As we looked, he got to understand me more and more, which my first agent really hadn’t. In fact, the first guy never emailed or called to find out why I had stopped contacting him, so I think he probably wasn’t all that interested in my business. But my new guy totally got me and thought looking for a vacation house in a nearby city was kind of darling. In the end, the house I bought wasn’t one my agent suggested; I found it myself. But I never would have even looked there had he not convinced me.

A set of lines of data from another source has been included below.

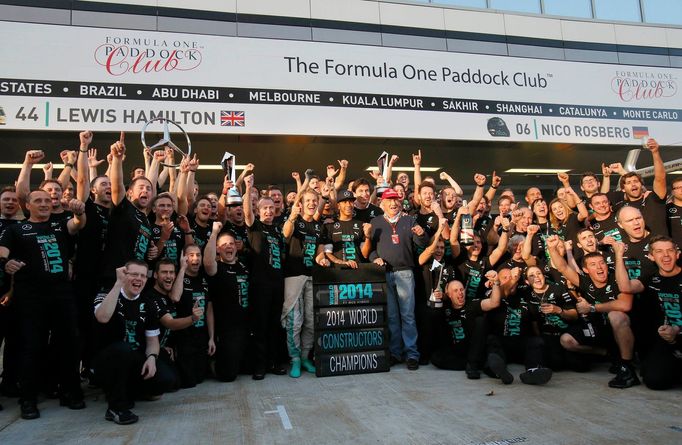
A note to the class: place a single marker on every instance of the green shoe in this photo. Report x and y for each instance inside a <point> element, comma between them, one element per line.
<point>308,366</point>
<point>295,371</point>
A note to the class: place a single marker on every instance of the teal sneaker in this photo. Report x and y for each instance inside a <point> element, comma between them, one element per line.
<point>308,365</point>
<point>295,371</point>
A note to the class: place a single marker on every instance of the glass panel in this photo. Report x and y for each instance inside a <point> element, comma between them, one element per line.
<point>517,5</point>
<point>625,10</point>
<point>469,3</point>
<point>569,8</point>
<point>663,11</point>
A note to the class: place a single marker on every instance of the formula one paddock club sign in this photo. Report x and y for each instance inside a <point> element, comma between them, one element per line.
<point>69,78</point>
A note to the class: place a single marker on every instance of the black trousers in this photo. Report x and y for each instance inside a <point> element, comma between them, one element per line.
<point>472,352</point>
<point>519,349</point>
<point>191,360</point>
<point>267,298</point>
<point>118,369</point>
<point>9,335</point>
<point>52,317</point>
<point>85,290</point>
<point>231,349</point>
<point>660,368</point>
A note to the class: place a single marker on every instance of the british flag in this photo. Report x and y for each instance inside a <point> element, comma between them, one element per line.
<point>232,118</point>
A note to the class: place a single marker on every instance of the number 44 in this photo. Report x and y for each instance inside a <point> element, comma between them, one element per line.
<point>21,115</point>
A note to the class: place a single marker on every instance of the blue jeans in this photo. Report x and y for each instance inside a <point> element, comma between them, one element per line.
<point>401,322</point>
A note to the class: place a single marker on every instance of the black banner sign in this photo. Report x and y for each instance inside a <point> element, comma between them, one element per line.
<point>347,317</point>
<point>349,340</point>
<point>352,363</point>
<point>227,95</point>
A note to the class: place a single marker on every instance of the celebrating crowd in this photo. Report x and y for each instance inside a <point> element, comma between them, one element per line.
<point>144,283</point>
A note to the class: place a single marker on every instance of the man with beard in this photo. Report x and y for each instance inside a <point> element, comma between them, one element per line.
<point>266,283</point>
<point>393,237</point>
<point>37,253</point>
<point>202,222</point>
<point>466,330</point>
<point>603,309</point>
<point>127,334</point>
<point>228,305</point>
<point>652,205</point>
<point>51,186</point>
<point>129,232</point>
<point>364,210</point>
<point>170,237</point>
<point>189,292</point>
<point>234,223</point>
<point>166,312</point>
<point>348,239</point>
<point>303,236</point>
<point>662,360</point>
<point>9,207</point>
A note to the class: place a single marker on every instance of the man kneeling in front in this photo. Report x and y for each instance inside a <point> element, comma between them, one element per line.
<point>127,335</point>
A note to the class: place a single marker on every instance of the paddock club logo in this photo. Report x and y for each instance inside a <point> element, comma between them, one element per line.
<point>632,86</point>
<point>138,55</point>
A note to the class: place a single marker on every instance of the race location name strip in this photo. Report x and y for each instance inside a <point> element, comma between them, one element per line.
<point>177,93</point>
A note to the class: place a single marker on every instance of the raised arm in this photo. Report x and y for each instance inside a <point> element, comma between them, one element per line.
<point>659,170</point>
<point>559,262</point>
<point>444,176</point>
<point>118,150</point>
<point>249,217</point>
<point>210,251</point>
<point>106,308</point>
<point>83,172</point>
<point>341,177</point>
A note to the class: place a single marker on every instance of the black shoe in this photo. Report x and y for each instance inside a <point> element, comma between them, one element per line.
<point>278,370</point>
<point>121,417</point>
<point>536,376</point>
<point>412,364</point>
<point>72,402</point>
<point>472,373</point>
<point>29,410</point>
<point>9,390</point>
<point>499,367</point>
<point>625,378</point>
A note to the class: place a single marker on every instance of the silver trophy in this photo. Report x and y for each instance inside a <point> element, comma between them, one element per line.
<point>229,162</point>
<point>382,163</point>
<point>434,302</point>
<point>166,140</point>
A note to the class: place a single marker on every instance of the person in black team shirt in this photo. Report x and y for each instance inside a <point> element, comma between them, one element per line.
<point>662,361</point>
<point>266,283</point>
<point>511,335</point>
<point>9,207</point>
<point>228,305</point>
<point>464,320</point>
<point>364,210</point>
<point>190,290</point>
<point>303,235</point>
<point>37,253</point>
<point>652,205</point>
<point>348,242</point>
<point>127,333</point>
<point>129,235</point>
<point>603,309</point>
<point>166,312</point>
<point>674,209</point>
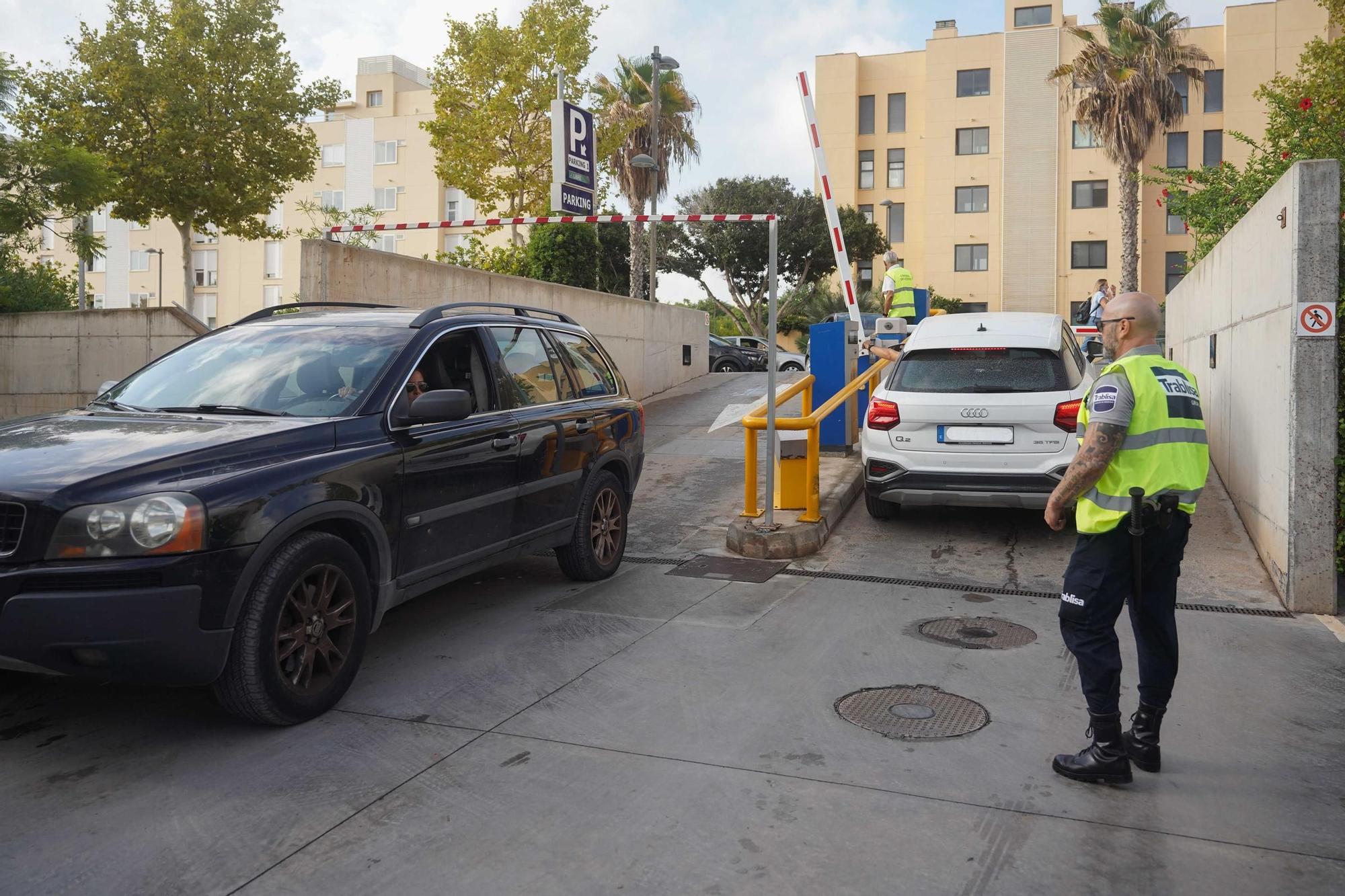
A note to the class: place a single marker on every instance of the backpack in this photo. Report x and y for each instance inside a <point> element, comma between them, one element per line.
<point>1085,311</point>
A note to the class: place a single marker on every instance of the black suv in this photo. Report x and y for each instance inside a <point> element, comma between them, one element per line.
<point>244,510</point>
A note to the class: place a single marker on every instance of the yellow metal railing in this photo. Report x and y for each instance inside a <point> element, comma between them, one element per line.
<point>755,421</point>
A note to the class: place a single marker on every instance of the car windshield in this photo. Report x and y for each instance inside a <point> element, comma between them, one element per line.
<point>298,370</point>
<point>980,370</point>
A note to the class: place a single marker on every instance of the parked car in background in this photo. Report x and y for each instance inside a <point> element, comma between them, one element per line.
<point>243,512</point>
<point>786,361</point>
<point>728,358</point>
<point>980,411</point>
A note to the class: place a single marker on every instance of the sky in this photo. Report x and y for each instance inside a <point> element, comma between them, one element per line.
<point>739,57</point>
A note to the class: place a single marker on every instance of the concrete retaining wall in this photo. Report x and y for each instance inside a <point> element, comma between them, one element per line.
<point>57,360</point>
<point>645,339</point>
<point>1270,400</point>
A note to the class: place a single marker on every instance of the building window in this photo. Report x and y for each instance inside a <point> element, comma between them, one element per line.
<point>206,266</point>
<point>1178,150</point>
<point>1028,17</point>
<point>866,275</point>
<point>968,200</point>
<point>1089,253</point>
<point>867,115</point>
<point>898,222</point>
<point>1089,194</point>
<point>1085,138</point>
<point>974,83</point>
<point>1182,84</point>
<point>896,169</point>
<point>972,257</point>
<point>275,259</point>
<point>973,142</point>
<point>1175,268</point>
<point>332,200</point>
<point>1214,149</point>
<point>896,112</point>
<point>1215,91</point>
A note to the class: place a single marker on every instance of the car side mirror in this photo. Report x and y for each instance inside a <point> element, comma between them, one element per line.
<point>442,405</point>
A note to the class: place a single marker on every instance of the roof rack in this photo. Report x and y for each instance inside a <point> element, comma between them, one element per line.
<point>268,313</point>
<point>523,311</point>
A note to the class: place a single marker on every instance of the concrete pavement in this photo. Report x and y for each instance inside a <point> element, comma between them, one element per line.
<point>654,733</point>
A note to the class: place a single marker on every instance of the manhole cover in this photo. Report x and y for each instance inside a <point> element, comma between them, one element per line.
<point>730,568</point>
<point>978,633</point>
<point>909,712</point>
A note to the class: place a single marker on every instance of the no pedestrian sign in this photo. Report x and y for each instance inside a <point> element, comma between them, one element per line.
<point>1316,319</point>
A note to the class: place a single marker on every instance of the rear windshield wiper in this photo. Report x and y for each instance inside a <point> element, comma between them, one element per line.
<point>227,409</point>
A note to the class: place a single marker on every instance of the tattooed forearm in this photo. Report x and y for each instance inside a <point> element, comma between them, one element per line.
<point>1102,442</point>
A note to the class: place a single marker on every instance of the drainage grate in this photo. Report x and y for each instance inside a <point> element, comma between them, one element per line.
<point>913,712</point>
<point>730,568</point>
<point>978,633</point>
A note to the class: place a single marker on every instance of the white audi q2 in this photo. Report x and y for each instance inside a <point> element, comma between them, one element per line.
<point>980,411</point>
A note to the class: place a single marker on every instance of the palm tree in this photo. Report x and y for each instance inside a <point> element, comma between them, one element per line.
<point>1122,92</point>
<point>623,110</point>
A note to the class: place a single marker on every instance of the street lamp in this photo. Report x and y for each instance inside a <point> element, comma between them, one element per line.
<point>161,253</point>
<point>668,64</point>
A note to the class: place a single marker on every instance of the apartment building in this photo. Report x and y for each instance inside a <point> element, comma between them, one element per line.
<point>373,153</point>
<point>987,186</point>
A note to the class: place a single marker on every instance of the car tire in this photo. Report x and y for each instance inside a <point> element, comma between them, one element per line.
<point>266,682</point>
<point>880,509</point>
<point>599,541</point>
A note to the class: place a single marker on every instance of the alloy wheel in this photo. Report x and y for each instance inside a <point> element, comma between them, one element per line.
<point>607,525</point>
<point>315,630</point>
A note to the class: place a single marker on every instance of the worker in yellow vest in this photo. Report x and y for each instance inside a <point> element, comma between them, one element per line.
<point>899,290</point>
<point>1143,428</point>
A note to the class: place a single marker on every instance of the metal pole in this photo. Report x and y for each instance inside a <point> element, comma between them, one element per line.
<point>658,170</point>
<point>770,384</point>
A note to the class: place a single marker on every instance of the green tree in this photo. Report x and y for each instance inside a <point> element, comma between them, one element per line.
<point>1120,88</point>
<point>198,107</point>
<point>566,253</point>
<point>493,92</point>
<point>623,106</point>
<point>740,252</point>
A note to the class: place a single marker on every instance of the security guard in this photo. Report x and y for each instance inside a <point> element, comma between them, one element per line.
<point>899,291</point>
<point>1143,428</point>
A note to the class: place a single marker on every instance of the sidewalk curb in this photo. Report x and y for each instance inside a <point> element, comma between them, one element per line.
<point>796,538</point>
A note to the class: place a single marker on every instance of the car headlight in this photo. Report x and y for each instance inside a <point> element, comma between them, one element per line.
<point>165,524</point>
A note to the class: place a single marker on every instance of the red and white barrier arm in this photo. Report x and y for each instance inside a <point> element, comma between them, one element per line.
<point>497,222</point>
<point>829,204</point>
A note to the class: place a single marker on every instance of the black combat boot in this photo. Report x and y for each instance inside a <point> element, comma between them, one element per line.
<point>1105,760</point>
<point>1143,737</point>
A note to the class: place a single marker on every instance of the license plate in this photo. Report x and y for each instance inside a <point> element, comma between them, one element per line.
<point>976,435</point>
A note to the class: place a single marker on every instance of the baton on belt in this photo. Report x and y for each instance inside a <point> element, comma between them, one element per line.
<point>1137,542</point>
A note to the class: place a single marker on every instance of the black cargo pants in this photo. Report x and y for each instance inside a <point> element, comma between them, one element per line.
<point>1098,581</point>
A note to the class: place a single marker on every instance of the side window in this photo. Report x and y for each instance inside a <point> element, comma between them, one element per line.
<point>528,365</point>
<point>595,377</point>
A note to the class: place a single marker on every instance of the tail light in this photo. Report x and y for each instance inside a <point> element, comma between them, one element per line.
<point>1067,415</point>
<point>883,415</point>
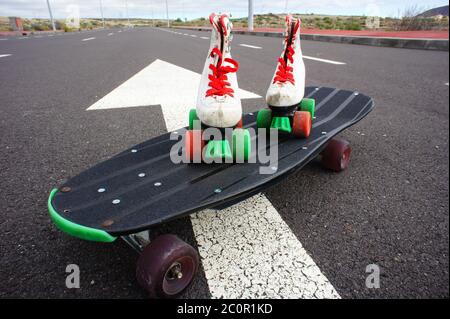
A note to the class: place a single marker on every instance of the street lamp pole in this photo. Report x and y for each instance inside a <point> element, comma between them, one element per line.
<point>126,9</point>
<point>51,16</point>
<point>250,15</point>
<point>167,13</point>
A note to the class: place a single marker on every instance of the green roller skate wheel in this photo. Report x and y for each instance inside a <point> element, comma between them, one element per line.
<point>282,124</point>
<point>242,145</point>
<point>308,105</point>
<point>264,118</point>
<point>218,150</point>
<point>193,117</point>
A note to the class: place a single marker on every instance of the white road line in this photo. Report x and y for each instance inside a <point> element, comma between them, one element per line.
<point>250,46</point>
<point>323,60</point>
<point>247,250</point>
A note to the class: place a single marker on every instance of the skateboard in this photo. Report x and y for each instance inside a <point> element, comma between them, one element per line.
<point>128,194</point>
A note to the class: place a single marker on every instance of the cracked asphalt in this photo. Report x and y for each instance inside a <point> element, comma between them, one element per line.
<point>389,208</point>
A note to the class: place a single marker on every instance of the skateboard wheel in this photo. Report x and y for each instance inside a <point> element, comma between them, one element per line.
<point>192,117</point>
<point>242,145</point>
<point>308,105</point>
<point>264,118</point>
<point>336,155</point>
<point>301,126</point>
<point>166,266</point>
<point>194,145</point>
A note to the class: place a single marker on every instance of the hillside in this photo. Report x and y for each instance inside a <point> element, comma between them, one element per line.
<point>436,12</point>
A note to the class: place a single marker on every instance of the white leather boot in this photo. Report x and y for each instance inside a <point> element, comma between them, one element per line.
<point>217,103</point>
<point>287,88</point>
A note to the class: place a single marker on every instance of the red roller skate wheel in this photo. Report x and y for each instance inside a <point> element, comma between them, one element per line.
<point>301,126</point>
<point>194,145</point>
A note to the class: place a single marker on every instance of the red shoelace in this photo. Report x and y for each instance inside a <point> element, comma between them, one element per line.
<point>284,72</point>
<point>219,85</point>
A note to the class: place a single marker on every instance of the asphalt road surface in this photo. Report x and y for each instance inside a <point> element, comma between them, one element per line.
<point>390,208</point>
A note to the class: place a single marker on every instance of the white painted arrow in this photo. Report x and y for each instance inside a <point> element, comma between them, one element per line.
<point>160,83</point>
<point>247,250</point>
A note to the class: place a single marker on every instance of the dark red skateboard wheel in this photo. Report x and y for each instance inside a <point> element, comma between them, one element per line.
<point>301,124</point>
<point>166,266</point>
<point>336,155</point>
<point>194,145</point>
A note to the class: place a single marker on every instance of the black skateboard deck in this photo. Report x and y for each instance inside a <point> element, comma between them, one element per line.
<point>141,187</point>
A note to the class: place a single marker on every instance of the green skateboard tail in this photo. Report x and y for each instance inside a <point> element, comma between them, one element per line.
<point>76,230</point>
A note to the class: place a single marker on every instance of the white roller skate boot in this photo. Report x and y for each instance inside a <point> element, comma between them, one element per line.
<point>218,103</point>
<point>288,110</point>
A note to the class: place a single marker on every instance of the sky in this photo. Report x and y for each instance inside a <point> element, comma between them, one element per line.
<point>191,9</point>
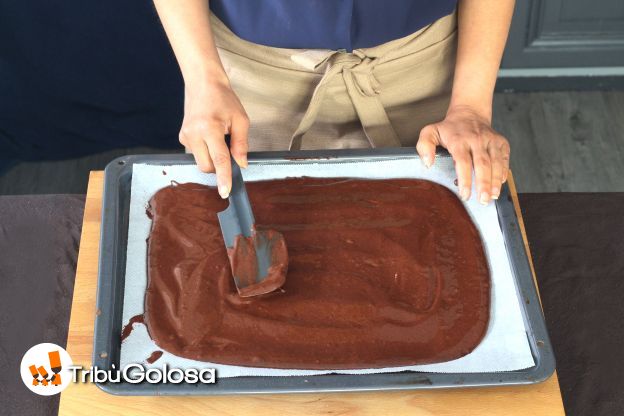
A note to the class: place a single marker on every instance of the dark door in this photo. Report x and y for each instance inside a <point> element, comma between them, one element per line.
<point>566,33</point>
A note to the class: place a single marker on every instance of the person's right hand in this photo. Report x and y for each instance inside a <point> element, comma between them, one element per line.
<point>211,111</point>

But this house grabbed me right away. It was freestanding on a block with all semi-detached and it was so light-filled that the first time I stayed there I kept thinking I had left the lights on in various rooms. It was on a quiet street across from a park and the front porch and master bedroom had a lovely view. And it had been foreclosed upon and was cheap. But earlier that week, I had seen another house I had loved in a highly sought after neighborhood. It had been lovingly maintained by a long time owner and had adorable touches and a back yard that resembled a wood. And it was a rowhouse with attentive neighbors nearby to look out for my house while I was gone.
So it was a tough choice. But in the end, it was the light that sold me. It took months of crazy wrangling (as I mentioned, it was a foreclosure) but now it is mine. I really wanted to cry at the closing but it was this dim room in a nondescript office park late on a Friday and I didn’t want to in front of the suits. Plus, I now realized that I was responsible for a house. With no super. Crazy!
And the craziest part was, this house really needed a car to make it livable. Did I mention that I haven’t driven more than a few blocks in ten years or daily in twenty? Good times!
Pictures and more on all this to come.